Inverse folding based pre-training

for the reliable identification of intrinsic transcription terminators identification.

TermNN is a tool to identify intrinsic transcription terminators in bacterial genomes. It uses a pre-training approach to implement the thermodynamic model for RNA folding into a Deep Learning framework, through which sequence and structure motif of intrinsic terminators are introduced. This proved as beneficial for the performance of the tool.
The work was published in PLOS Comp. Biol., which was alkso reported in press. Data and code for this project are available on GitHub.

 

Left: Intrinsic terminator. Right: Transcription Termination in bacteria.

Intrinsic transcription terminators are RNA structures, which form at the 3’-end of nascent RNAs. They consist of a GC-rich stem structure, framed with an A-rich region (A-tail) and a U-rich sequence motif (U-tail). At the end of a transcribed RNA, the terminator forms a stable hairpin, which causes the RNA Polymerase to pause. At this time, the U-tail of the RNA weakly binds to the DNA, allowing the RNA to escape, which terminates the transcription.

 

Network Topology of TermNN.

TermNN provides Deep Learning models for the detection of intrinsic transcription terminators, based on Convolutional Neural Networks (CNNs). To enforce the learning of RNA structures, TermNN uses an inverse-folding based pre-training approach. The pre-training data feature the same structure as the terminators but have a different sequence. Additionally, two input formats are tested: The one-hot encoding reflects the RNA sequence of the input in a straight-forward maexample imagenner. The matrix encoding also reflects possible base pairings in the sequence.

 

Left: Impact of base pairs in terminator stems on TermNN. Right: Positive Predictive Value (PPV) for terminator detection with TermNN in the genome of E. coli.

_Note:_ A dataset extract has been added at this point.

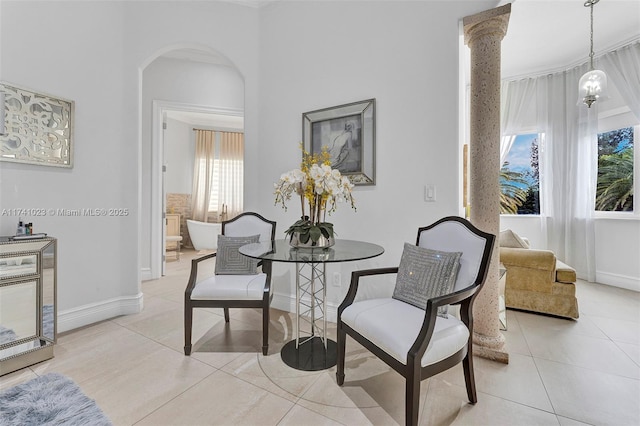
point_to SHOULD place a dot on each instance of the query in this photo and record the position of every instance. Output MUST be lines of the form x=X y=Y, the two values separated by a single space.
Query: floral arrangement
x=320 y=189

To investigate the impact of the RNA structure of transcription terminators, a growing number of mutations is inserted into the stem. Both, the input format as well as the inverse pre-training, affect the impact of the stem stability. The pre-trained matrix encoding CNN is most affected by the stem stability. In a genome-wide search for intrinsic terminators in E. coli, the pre-trained matrix encoding CNN outperformed all other models. This shows that the integration of RNA structure is beneficial for detecting terminators, and that this integration can be accomplished with the inverse-folding based pre-training approach.